Wayne started to show me the layout and how different trains were timed so they didn’t run into each other. His pride and joy was The Flying Scotsman, which he said could go very fast. Then, he suddenly said, “Oh! That reminds me, I haven’t fed the cat. You’ll like this”. He lifted up the cloth that covered the trestles and hung down the sides, to reveal a large box of tinned cat food. As soon as he started to lift the cloth the ginger tom appeared. This was obviously his cue to eat. Wayne opened a tin and put the meat in in a dish which he then held up in the air until, rather surprisingly, the cat jumped up onto the train layout. Wayne then held the dish in front of the cat and led him to the tunnel where he put the dish as far as he could inside the tunnel and then picked up a ruler and pushed it in further still.
The cat crept into the tunnel managing to squeeze its bulky frame into the tight space until only the back legs, bottom and tail stuck out. Wayne then went to The Flying Scotsman train, patted it and said, “Time for your moment of glory my little beauty”. He then set the engine plus its five carriages rushing round the track in the direction of the uncomfortably eating cat. Suddenly I understood why the longest straight in the layout was leading up to the tunnel. The train gathered speed and seemed to be going far too fast for a toy, when it finally reached its target and slammed into the cat’s bottom. There was a screech and a yowl. The whole hillside seemed to lift off the table before settling back into place. Then to my amazement and with the train and its carriages laying in its side the cat made no more fuss and was clearly continuing to eat. I realised this poor animal must go through this awful routine every night. I was horrified and shocked and yet there was an even bigger question burning in my mind, which now burst forth.
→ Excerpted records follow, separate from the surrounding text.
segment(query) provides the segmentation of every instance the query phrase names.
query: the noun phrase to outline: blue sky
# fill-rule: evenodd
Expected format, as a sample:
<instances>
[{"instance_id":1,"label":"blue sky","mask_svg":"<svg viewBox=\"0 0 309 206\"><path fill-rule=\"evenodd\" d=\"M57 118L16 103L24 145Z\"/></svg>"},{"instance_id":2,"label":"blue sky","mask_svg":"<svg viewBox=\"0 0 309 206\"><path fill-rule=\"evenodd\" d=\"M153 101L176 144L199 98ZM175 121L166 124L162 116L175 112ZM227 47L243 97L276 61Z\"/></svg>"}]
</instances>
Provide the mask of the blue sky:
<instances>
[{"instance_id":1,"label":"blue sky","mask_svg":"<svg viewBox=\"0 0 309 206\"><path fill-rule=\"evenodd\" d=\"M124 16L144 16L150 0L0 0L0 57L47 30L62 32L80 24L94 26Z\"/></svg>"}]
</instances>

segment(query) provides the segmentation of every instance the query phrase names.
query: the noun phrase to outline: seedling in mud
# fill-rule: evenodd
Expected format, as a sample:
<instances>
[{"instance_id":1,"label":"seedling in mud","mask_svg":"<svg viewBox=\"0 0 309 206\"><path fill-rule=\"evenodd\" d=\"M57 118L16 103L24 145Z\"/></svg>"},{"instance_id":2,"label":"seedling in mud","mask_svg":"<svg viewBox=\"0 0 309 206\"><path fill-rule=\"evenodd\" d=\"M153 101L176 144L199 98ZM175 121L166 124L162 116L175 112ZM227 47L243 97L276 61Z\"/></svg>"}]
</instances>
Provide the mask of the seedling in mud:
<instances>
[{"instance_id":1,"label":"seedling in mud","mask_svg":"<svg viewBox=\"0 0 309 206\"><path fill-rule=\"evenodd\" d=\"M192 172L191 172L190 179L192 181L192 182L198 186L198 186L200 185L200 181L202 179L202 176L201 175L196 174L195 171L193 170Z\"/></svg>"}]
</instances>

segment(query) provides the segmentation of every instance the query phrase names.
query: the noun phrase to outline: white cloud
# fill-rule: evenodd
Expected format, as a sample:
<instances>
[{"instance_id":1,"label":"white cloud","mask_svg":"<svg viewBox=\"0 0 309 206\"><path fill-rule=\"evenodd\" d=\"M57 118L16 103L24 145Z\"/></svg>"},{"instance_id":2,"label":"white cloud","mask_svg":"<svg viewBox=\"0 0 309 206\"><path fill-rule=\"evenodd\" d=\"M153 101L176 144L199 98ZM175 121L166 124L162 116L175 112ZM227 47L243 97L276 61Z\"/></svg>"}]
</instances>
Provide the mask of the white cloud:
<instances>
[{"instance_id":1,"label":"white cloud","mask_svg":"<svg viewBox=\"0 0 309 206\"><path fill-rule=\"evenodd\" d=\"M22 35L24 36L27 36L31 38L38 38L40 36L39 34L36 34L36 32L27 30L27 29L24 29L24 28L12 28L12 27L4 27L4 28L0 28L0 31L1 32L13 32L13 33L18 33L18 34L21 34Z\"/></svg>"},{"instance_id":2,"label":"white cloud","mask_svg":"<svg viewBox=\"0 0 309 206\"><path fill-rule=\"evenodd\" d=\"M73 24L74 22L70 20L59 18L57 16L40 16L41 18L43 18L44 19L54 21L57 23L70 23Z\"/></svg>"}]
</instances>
I looked at Wayne and asked, “Can we have a look under the trestles again?”
He obliged by lifting up the cloth. My initial glimpse was confirmed. Just behind the carton of tinned cat food I had glimpsed another cardboard box, this one half full of bottles of Fairy Liquid. I could not help but wonder if this had a link to his wife’s infatuation and so asked the obvious question. He replied, in the most casual manner, “Of course. The daft old bat; I’ve been topping up that bottle three times a week for over five months now. I’m going to keep it going until this carton runs out in about another four months’ time. When she finally buys the next bottle I’ll squeeze a tiny bit out three times a week so it only lasts a short while. She’ll think she’s going mad”. Another broad grin spread across his face. I stood back in horror. Was there no end to the twisted humour of this man? I now decided that I must indeed be his only “friend” in the entire world.

Within half an hour I was on my way but I made sure I gave the lovely Deborah a special hug before I left. I walked home wondering how his anger at children had spread over the intervening years to his cat and wife.
I am afraid I can truly say that I have not seen Wayne since. However, on subsequent visits to my parents I did find out three things.

Firstly, his marriage had broken down after two years and Deborah was now very happily remarried to a wonderful chap.
Secondly, the introduction of CCTV into Wayne’s supermarket had finally led to him being caught causing distress to very young children. It seems there had simply been too many instances of terrified and screaming, pre-school toddlers.
Thirdly, I was told he had lost his house and was waiting to appear in court, although I am not sure why.

I’m sorry to end this so abruptly but true stories are like that. I’m quite sure I don’t have to talk about morals or lessons to be learnt concerning kindness. I will leave that to you to conclude in the privacy of your own thoughts.